神話「因幡の白兎」で知られる因州(因幡の国)は、律令の時代から鳥取県の東部地方を指す呼び名です。その製紙の歴史はほとんど1300年をさかのぼり、昭和30年代には山間の村々で100数十を超える業者が紙を作っていました。しかし現在では、青谷の日置(ひおき)地区と佐治(さじ)に僅か35の事業所を残すばかりです。

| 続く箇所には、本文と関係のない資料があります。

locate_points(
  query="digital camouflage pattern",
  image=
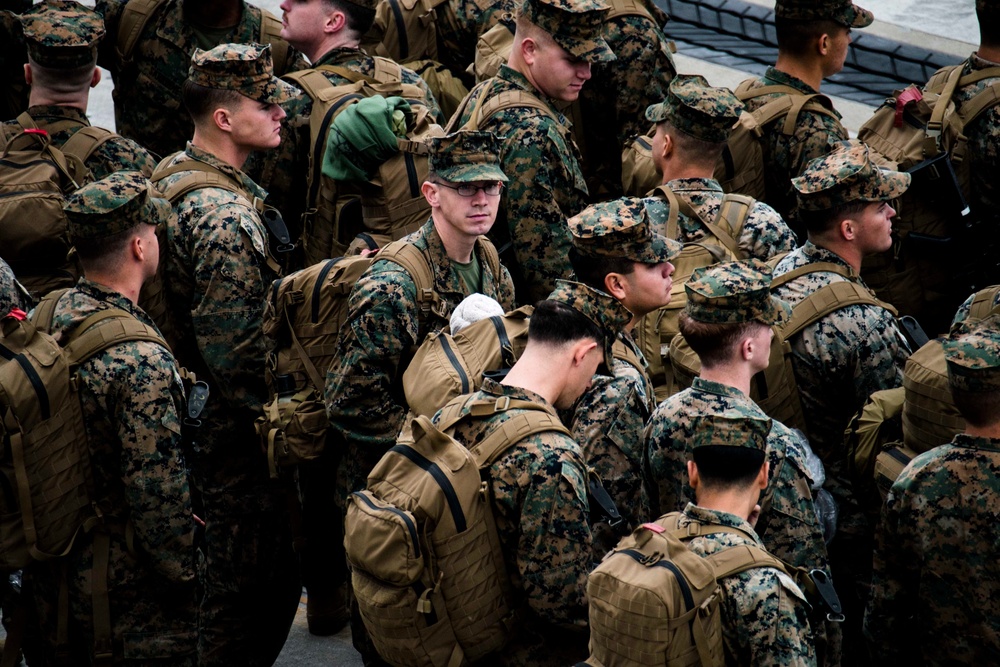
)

これらの土地に、その昔どのようにして製紙業が興ったのか、今となっては分からないことばかり。佐治の岡村喬(おかむらたかし)さんのお話では、薬売りが製法を伝えたとの伝承があるそうです。さて、青谷ではどうだったのでしょう。
鳥取市青谷町日置地区の遠景
青谷の町内を流れて日本海へ注ぐ全長10km余の日置川、その中流から上にかけて点在する2つの集落、山根と河原(かわら)――これらが今に伝統を伝え、今なお元気な因州和紙の里、日置地区です。新緑に包まれた5月3日、背広を着込んだ地元の和紙業者たちが三々五々集う先に、高さ160cm、大きな自然石の台座の上に建てられた「因幡紙元祖碑」があります。浄土真宗「願正寺(がんしょうじ)」住職の読経とともに「紙祭り」が始まります。碑文を見ると、寛永10(1633)年に美濃国のさすらい人で弥助という者が河原村の鈴木弥平氏の家で病気の介抱を受け、快癒した礼に紙漉きの技を伝授したのがこの村の製紙の始まりで、後に下隣の山根村へ広まったことが記してあります。
紙祭りは以前「紙祝い」と言い、弥助さんへの感謝祭です。